Alors que nous considérons souvent notre microbiome intestinal comme une empreinte biologique personnelle façonnée par l’alimentation et le mode de vie, de nouvelles recherches suggèrent que nos cercles sociaux – et même nos colocataires – pourraient influencer nos écosystèmes internes.
Des études récentes impliquant des oiseaux et des rongeurs indiquent que la proximité physique et les environnements de vie partagés permettent aux microbes de se déplacer entre les individus, créant ainsi un profil biologique partagé entre ceux qui vivent ensemble.
Proximité sociale et transfert microbien
Une étude menée par l’Université d’East Anglia s’est concentrée sur les parulines des Seychelles, de petits oiseaux chanteurs habitant une île de l’océan Indien. En analysant les oiseaux ayant des liens sociaux établis, tels que les couples reproducteurs et les voisins, les chercheurs ont cherché à déterminer si la proximité sociale était en corrélation avec la similitude bactérienne.
Les résultats ont révélé une tendance distincte : les oiseaux qui passaient beaucoup de temps ensemble possédaient des bactéries intestinales plus similaires. Plus précisément, les chercheurs ont noté un chevauchement important des microbes anaérobies, des bactéries qui ne peuvent pas survivre à une exposition à l’air libre.
“Ces microbes anaérobies ne peuvent pas survivre à l’air libre, ils ne dérivent donc pas dans l’environnement. Au lieu de cela, ils se déplacent entre les individus via des interactions intimes et des nids partagés.” — Chuen Zhang Lee, Ph.D.
Cela suggère que le transfert de certaines bactéries ne concerne pas seulement l’environnement lui-même, mais aussi la fréquence et l’intimité des contacts entre les individus partageant un espace.

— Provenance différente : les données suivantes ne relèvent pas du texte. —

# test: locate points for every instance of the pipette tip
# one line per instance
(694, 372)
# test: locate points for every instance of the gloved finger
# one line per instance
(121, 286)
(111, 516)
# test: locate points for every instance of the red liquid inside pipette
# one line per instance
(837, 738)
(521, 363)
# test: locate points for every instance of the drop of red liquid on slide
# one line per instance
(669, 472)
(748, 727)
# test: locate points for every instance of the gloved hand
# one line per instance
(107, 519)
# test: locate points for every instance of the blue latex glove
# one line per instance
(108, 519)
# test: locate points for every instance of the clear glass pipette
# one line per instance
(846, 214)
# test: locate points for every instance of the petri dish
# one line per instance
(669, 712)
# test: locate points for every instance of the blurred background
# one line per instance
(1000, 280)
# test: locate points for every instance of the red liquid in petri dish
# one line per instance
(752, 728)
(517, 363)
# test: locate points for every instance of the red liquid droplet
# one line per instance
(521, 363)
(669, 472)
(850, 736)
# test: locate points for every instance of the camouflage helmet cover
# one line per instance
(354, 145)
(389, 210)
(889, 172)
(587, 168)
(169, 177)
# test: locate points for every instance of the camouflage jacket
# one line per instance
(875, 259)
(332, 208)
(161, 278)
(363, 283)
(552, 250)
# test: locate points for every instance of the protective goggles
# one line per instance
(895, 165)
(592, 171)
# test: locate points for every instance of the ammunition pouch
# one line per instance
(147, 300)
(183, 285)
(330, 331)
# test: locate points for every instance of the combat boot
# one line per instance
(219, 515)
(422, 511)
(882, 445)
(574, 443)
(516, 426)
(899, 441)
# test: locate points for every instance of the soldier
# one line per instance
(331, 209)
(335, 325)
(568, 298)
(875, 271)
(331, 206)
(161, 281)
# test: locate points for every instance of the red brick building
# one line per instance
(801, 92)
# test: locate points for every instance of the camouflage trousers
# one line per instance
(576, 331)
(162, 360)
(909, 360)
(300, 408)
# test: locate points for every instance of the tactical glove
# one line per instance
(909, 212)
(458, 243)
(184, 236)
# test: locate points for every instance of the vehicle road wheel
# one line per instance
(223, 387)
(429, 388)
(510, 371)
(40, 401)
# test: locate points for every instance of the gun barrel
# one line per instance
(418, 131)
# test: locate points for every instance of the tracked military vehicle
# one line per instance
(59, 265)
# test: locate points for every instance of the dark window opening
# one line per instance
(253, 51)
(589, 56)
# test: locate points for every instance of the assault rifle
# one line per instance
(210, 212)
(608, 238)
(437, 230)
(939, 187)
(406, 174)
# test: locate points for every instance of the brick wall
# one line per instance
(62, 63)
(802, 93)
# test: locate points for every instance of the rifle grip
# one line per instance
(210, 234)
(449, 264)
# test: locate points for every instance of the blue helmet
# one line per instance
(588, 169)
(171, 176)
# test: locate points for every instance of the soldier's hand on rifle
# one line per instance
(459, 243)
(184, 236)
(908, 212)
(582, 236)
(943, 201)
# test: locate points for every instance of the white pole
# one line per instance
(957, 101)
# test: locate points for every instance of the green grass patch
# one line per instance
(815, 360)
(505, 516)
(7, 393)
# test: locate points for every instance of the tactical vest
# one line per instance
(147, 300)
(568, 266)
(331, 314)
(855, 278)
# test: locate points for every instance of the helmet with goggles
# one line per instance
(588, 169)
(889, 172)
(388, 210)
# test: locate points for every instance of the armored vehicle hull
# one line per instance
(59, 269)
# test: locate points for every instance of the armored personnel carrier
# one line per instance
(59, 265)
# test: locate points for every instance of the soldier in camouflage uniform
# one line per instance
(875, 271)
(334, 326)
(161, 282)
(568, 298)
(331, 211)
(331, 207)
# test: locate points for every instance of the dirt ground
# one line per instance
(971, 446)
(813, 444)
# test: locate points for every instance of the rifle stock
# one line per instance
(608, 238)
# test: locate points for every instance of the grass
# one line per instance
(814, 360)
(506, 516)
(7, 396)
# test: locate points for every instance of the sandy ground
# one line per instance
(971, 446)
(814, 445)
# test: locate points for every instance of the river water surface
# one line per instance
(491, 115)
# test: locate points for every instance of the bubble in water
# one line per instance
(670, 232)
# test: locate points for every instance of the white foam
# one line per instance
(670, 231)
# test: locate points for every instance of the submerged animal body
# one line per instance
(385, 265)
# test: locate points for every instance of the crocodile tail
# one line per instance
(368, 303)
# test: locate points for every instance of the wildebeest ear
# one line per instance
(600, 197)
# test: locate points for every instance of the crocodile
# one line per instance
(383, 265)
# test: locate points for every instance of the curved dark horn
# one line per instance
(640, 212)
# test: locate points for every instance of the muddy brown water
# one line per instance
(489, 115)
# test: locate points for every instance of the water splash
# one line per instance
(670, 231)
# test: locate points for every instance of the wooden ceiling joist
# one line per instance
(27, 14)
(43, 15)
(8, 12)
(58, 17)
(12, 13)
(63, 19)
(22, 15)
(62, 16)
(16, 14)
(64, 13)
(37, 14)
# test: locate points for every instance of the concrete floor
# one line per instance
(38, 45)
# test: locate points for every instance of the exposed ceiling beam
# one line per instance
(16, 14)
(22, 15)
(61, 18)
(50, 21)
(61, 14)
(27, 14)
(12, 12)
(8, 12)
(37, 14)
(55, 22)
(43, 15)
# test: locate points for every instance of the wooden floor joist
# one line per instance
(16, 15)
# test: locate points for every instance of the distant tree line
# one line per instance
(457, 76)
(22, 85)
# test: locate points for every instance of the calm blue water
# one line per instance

Génétique et microbiome « partagé »
Une étude distincte publiée dans Nature Communications a poussé l’enquête encore plus loin en examinant le rôle de la génétique. Des chercheurs de l’UC San Diego et du Center for Genomic Regulator ont étudié plus de 4 000 rats génétiquement divers dans diverses installations américaines.
En s’assurant que tous les rats recevaient le même régime alimentaire, l’équipe a isolé la génétique comme variable principale. Ils ont découvert que le microbiome d’un individu n’est pas seulement un produit de son propre ADN, mais qu’il est également influencé par la constitution génétique de ses compagnons de cage.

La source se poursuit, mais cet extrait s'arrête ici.